Tax Changes for Newly Weds
Taxes may not be high on your summer wedding plan checklist. Yet, you should be aware of the tax issues that relate to marriage. The IRS Summertime Tax Tip 2014-02 provides the following tips to keep issues to the minimum:
Name change. If you change your name, report it to the SSA by filing out the Form SS-5, Application for a Social Security Card. The names and Social Security numbers on your tax return must match your Social Security Administration records.
Change tax withholding. A change in your marital status means you must give your employer a new Form W-4. If you and your spouse both work, your combined incomes may move you into a higher tax bracket, necessitating a higher rate of withholding.
Changes in circumstances. If you receive advance payment of the premium tax credit in 2014, it is important that you report changes in circumstances, such as changes in your income or family size, to your Health Insurance Marketplace. You should also notify the Marketplace when you move out of the area covered by your current Marketplace plan.
Address change. Let the IRS know if your address changes. To do that, file Form 8822, Change of Address, with the IRS.

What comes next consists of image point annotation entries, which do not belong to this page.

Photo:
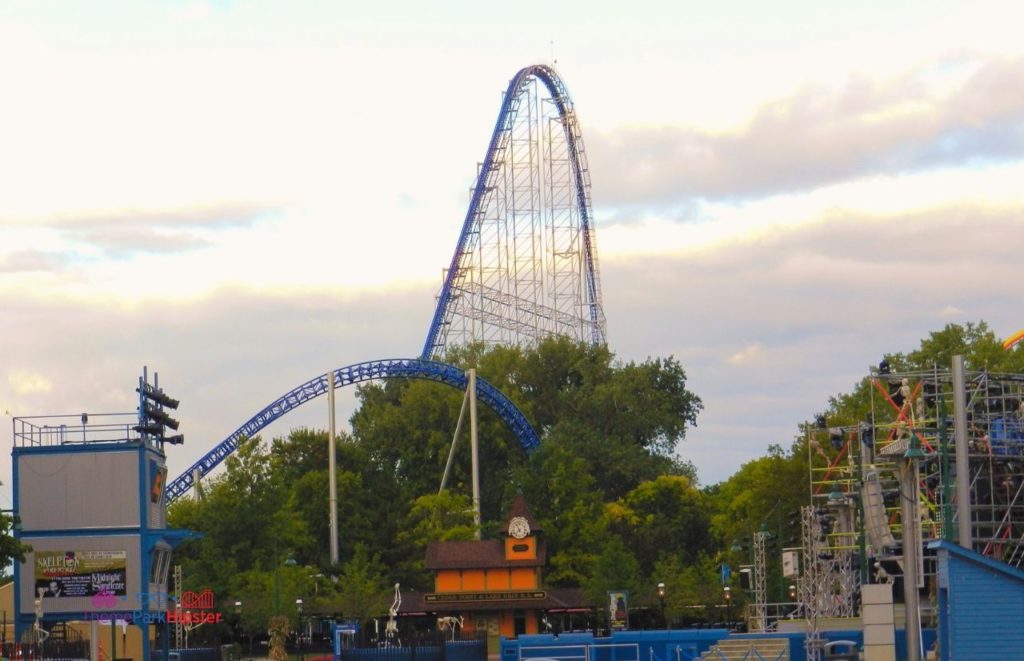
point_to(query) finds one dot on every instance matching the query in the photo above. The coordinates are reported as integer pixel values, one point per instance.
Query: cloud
(819, 136)
(809, 308)
(124, 232)
(749, 354)
(30, 261)
(24, 382)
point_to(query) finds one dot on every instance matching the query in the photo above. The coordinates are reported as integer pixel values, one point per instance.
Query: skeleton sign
(450, 622)
(391, 627)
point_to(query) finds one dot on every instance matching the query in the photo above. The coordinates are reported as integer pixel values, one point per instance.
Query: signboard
(791, 563)
(80, 573)
(435, 598)
(619, 610)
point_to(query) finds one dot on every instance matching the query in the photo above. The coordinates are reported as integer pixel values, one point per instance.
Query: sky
(242, 195)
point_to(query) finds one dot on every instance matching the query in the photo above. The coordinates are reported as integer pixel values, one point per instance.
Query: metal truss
(371, 370)
(525, 264)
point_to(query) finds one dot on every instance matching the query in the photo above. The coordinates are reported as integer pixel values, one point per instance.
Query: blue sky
(244, 194)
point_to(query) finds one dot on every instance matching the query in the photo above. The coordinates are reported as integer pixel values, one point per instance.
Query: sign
(619, 610)
(80, 573)
(791, 563)
(436, 598)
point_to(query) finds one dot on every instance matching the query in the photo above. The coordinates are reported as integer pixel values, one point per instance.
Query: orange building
(495, 585)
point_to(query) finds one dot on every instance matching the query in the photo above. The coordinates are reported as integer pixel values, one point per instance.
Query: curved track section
(374, 369)
(520, 312)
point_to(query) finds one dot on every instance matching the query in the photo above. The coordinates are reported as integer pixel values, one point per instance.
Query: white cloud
(750, 353)
(25, 382)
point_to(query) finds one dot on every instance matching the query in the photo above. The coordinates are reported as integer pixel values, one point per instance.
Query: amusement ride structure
(524, 266)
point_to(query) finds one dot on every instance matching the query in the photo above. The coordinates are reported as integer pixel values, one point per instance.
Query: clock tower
(520, 537)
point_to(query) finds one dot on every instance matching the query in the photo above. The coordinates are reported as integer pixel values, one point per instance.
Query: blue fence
(452, 651)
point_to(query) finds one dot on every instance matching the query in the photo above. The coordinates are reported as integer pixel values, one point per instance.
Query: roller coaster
(524, 266)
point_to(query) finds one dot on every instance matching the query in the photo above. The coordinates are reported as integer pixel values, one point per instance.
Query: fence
(445, 651)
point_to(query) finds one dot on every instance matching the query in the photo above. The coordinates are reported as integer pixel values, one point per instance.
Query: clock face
(518, 527)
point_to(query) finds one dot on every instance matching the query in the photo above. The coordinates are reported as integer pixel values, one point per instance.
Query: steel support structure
(525, 264)
(359, 372)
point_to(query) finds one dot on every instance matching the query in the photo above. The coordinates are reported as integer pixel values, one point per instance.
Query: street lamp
(238, 617)
(660, 598)
(298, 607)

Change in filing status. If you’re married as of Dec. 31, that’s your marital status for the whole year for tax purposes. You and your spouse can choose to file your federal income tax return either jointly or separately each year. You may want to figure the tax both ways to find out which status results in the lowest tax.
Note for same-sex married couples: If you are legally married in a state or country that recognizes same-sex marriage, you generally must file as married on your federal tax return. This is true even if you and your spouse later live in a state or country that does not recognize same-sex marriage.